Here, you'll notice that the path is "users/brian", and we can see the "contact" tab. If we click it, we are taken to "user/1/contact".

Pathauto has created the URL alias "users/brian" but it does not affect other URLs that include the pattern within a larger path, so, if we tried to go to "users/brian/contact", we would get a "Page not found" error.

The Sub-pathauto module will automatically create a URL alias for every URL that is based on, or extends an existing alias.
In order to use Sub-pathauto, all we need to do is enable the module.
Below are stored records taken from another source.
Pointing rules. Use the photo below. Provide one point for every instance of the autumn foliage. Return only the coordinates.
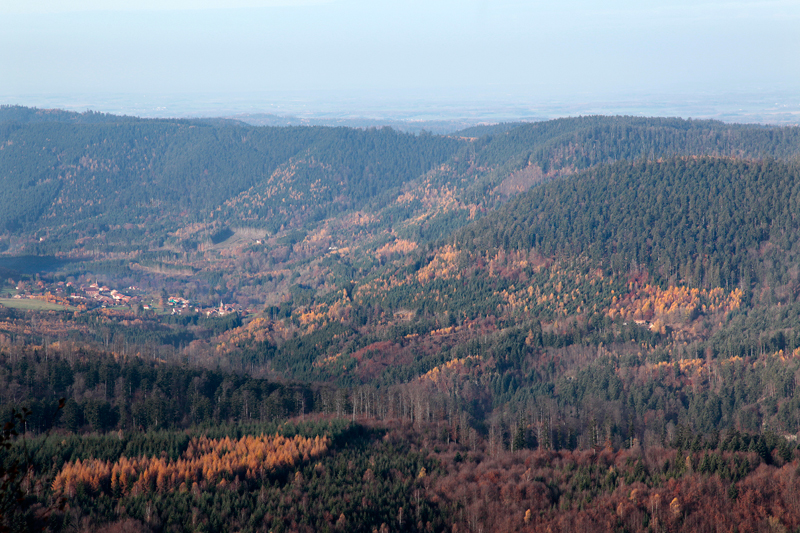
(205, 462)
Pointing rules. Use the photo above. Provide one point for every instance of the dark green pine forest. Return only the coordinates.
(586, 323)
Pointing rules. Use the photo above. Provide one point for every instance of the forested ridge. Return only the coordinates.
(581, 324)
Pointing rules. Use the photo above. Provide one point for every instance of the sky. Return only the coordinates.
(374, 50)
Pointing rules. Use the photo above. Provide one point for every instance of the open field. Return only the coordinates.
(32, 305)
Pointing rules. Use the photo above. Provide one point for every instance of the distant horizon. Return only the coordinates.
(775, 107)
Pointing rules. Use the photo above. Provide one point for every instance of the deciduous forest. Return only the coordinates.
(584, 324)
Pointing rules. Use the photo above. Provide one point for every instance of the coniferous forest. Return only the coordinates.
(584, 324)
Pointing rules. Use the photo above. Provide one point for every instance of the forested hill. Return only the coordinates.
(704, 221)
(56, 173)
(68, 176)
(30, 115)
(587, 141)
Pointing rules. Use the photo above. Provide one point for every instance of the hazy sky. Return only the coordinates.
(436, 48)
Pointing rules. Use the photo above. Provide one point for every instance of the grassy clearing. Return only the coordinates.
(32, 305)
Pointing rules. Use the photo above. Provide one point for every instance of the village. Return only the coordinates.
(97, 296)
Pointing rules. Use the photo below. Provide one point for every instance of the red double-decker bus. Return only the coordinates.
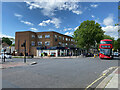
(106, 49)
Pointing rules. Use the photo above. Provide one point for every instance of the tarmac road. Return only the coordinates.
(56, 73)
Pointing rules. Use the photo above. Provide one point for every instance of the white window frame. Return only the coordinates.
(39, 43)
(39, 36)
(33, 36)
(66, 39)
(47, 36)
(33, 43)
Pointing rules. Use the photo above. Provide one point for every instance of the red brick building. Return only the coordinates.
(38, 42)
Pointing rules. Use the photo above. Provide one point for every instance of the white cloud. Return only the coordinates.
(49, 7)
(76, 28)
(94, 5)
(3, 35)
(92, 16)
(26, 22)
(69, 33)
(67, 29)
(54, 21)
(111, 30)
(18, 15)
(108, 21)
(34, 29)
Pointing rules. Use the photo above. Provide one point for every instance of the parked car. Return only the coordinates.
(7, 56)
(116, 54)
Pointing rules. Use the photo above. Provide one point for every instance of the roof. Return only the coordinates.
(44, 32)
(106, 40)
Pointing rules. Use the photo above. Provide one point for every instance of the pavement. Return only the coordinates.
(111, 81)
(15, 64)
(73, 73)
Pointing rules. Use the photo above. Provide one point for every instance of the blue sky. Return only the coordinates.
(62, 17)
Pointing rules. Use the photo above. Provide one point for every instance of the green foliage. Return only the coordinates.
(115, 45)
(88, 34)
(13, 44)
(118, 41)
(6, 40)
(109, 37)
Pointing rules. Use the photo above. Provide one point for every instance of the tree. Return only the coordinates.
(118, 41)
(108, 37)
(115, 45)
(88, 34)
(6, 40)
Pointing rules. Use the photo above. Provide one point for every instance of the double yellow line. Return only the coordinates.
(98, 79)
(95, 81)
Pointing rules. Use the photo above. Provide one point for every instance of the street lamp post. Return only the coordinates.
(76, 52)
(24, 45)
(4, 55)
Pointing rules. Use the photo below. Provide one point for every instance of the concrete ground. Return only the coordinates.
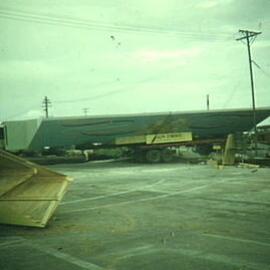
(134, 216)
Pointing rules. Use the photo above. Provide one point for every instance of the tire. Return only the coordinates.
(153, 156)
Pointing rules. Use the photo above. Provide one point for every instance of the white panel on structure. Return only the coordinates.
(19, 134)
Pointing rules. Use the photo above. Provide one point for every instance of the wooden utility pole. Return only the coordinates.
(250, 36)
(85, 111)
(46, 104)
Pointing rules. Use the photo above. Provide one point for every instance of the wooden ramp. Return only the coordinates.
(29, 194)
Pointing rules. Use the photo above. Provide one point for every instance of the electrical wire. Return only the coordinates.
(93, 25)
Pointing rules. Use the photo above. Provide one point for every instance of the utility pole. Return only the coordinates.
(207, 102)
(250, 36)
(85, 111)
(46, 104)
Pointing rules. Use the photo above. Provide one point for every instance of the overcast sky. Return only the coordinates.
(130, 56)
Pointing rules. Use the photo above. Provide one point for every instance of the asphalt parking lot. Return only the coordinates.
(119, 215)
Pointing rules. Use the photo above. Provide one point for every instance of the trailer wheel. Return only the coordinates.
(153, 156)
(166, 155)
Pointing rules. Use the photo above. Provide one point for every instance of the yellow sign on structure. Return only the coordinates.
(155, 138)
(130, 140)
(168, 138)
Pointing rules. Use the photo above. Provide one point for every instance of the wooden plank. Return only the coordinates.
(30, 193)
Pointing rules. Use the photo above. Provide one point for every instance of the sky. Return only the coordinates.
(109, 57)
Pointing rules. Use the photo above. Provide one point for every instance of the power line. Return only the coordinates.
(86, 24)
(250, 36)
(46, 104)
(261, 69)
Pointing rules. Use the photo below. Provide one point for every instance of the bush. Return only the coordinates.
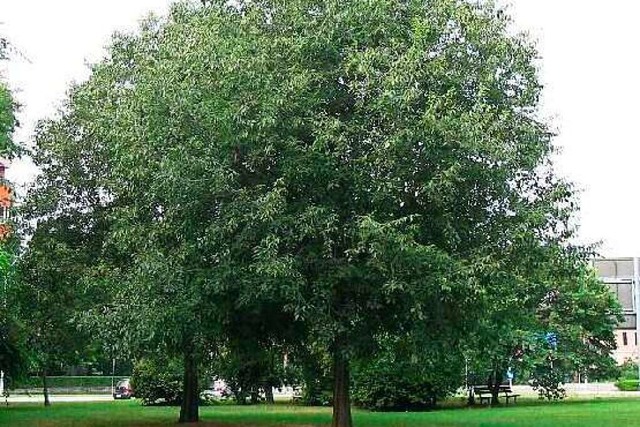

There's virtually no configuration.

You can find Sub-pathauto at drupal.org/project/subpathauto

Install

Enable

  • Sub-pathauto

Demonstrate the new path alias for contact/edit/etc.

  • In Firefox, as an anonymous user, click on "Brian" to view the user profile.

The path is still "users/brian". This time, if we click the "Contact" tab, we are taken to "users/brian/contact". So, because "user/1" has been aliased to "users/brian", the Sub-pathauto module knows to also alias "user/1/contact" to "users/brian/contact"

Configure

Aliasing administration URLs

URLs like "user/1/edit" and "user/1/shortcuts" are not aliased by default. These are considered administration paths, and Sub-pathauto skips processing on these by default. We can change this behavior on the Sub-path settings page.

  • Go to "Configuration => Search and metadata => URL aliases => Sub-path settings" (admin/config/search/path/subpaths)
  • Uncheck the box "Skip administration paths from sub-path processing."

Now, when we go to a user profile, all of the tabs will link to aliased versions of the path, including "administration paths". (ie: the edit page.)

We have duplicate content

There's one problem with stopping our setup here. Search engines don't like it when a site has "duplicate content". Duplicate content is when the same content is available at multiple URLs. Now, I haven't purposefully created duplicate content, but because all of our content, users, etc. have aliases, they are available at multiple URLs.

For example, "Test Article ##1" is available at both: "node/1" and "blog/2012/11/test-article-1". While this is actually the exact same page, search engines will find both URLs, see them as unique URLs and penalize the site for having duplicate content. Installing the Redirect module will automatically take care of this for you.